Va a ser ésta una columna falta de objetividad, cortada por la obstinación y un obituario a deshora. Enviada en su tiempo, esperé en vano su publicación hasta que, al pedir explicaciones, un encargado de la redacción condicionaba este necesario desahogo a la importancia y carácter público del fallecido, categoría en la que no podían entrar mis cálculos, por consistentes que fueran mis razones.

Otro hecho consumado que digerir, guardando para mejor ocasión el aflore de sentimientos que provocaba, en medio de aquel bochornoso verano de 2012 que trajo consigo tantas pérdidas, la del amigo José Fernando. Se nos fue de forma inesperada y todavía inexplicable. Dicho sea como si algún tiempo estuviera exento de lágrimas o alguna muerte pudiera explicarse.  

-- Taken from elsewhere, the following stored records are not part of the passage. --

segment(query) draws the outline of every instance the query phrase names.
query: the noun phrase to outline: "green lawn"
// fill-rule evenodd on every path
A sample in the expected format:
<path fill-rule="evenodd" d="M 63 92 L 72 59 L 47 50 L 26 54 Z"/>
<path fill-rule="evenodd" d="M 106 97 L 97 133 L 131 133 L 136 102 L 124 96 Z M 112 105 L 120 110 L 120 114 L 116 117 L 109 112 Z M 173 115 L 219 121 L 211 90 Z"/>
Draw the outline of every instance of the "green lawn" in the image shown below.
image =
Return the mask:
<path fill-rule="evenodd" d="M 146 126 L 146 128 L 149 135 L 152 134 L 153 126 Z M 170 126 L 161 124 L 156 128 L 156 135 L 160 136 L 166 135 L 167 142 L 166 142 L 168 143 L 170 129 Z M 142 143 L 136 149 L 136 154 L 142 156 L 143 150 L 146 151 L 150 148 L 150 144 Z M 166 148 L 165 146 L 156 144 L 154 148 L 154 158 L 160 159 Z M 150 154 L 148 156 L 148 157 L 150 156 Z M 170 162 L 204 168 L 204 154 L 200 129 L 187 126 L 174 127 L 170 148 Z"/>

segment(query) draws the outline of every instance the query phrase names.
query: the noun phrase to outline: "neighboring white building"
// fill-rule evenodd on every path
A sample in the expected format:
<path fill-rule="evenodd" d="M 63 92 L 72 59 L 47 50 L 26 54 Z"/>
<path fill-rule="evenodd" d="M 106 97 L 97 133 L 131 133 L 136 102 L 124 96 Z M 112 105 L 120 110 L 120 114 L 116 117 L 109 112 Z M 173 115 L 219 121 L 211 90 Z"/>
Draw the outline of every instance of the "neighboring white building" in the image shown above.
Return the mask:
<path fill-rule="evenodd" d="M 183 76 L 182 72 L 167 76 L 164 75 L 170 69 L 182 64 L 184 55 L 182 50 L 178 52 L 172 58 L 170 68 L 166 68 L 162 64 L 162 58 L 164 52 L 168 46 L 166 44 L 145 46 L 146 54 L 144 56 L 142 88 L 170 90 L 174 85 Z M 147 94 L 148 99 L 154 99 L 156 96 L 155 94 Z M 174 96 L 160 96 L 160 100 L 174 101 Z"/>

Intentando evitar la “hora de las alabanzas” recordaba al amigo próximo, apasionado de los árboles y las motos o al desaprovechado tenor, a pesar del tabaco. Cargaba mucho más las tintas en algún aspecto que casi nadie conocía, posiblemente ni él mismo, y era su forma de ser maestro del que debí tomar algunos apuntes. Durante veinticuatro años ejerció en centros poco fáciles, con profesionalidad, responsabilidad y eficacia. Los equipos directivos de Alfaguara (hasta 1998) y Malagona después, saben a qué me refiero: ni quejas ni dobleces y récord de asistencia. Sin demostrar malestar por las situaciones incómodas que alguna vez le tocó vivir en una empresa de la que escasamente puede esperarse algún reconocimiento. Ante propuestas novedosas o excesivamente teóricas, respondió con recetas de éxito indudable y entendió las reformas y cambios como la revolución silenciosa del trabajo diario, sin retrasos, atajos o protagonismos. Sobrado de puntuación para trabajar en colegios más cómodos, optó por la postura que resumía su forma de entender la enseñanza: paciencia, compromiso y cariño por la profesión. También por los alumnos y hasta el último día, apenas cuatro años antes de morir.

 

Escaso tiempo para disfrutar el descanso ganado, pero hasta para eso hubiera usado una de sus frases-talismán ante cualquier irreclamable: “…eso es lo que hay…”.


Del amigo…poco más puede decirse cuando se sabe uno tan lejos de la objetividad. Mejor el silencio si no se encuentran palabras para explicar la mutilación afectiva que imponen los acontecimientos y de paso, se evita el desborde de los sentimientos, que debería ser una debilidad para ejercer en privado.    

Todavía hoy resultan difícilmente asumibles algunos lugares de Loja sin su presencia. Quiero decir que miro al interior de Quintana cuando paso por si tenemos que discutir algo al vapor de un café o lo busco cuando alguien irreconocible me saluda desde el casco de una moto. Por experiencia y por razones de trabajo, debería saber que en eso consiste la madurez. Renuncio a esperar nada del número que jugábamos en los sorteos de la Once, origen de discusiones, bromas y polémicas interminables en nuestros ajustes de cuentas. Casualmente, la muerte nos sorprendió sin deudas de juego, pero debo a José Fernando veintiséis años de afecto sincero e incondicional. Es poco probable que la edad le conceda a uno plazo suficiente para reparar el profundo hueco que impone la inevitable certeza de alguna desaparición. Pero eso es, al fin y al cabo, una consecuencia de la amistad que, hasta donde sé, debe considerarse un regalo de la vida.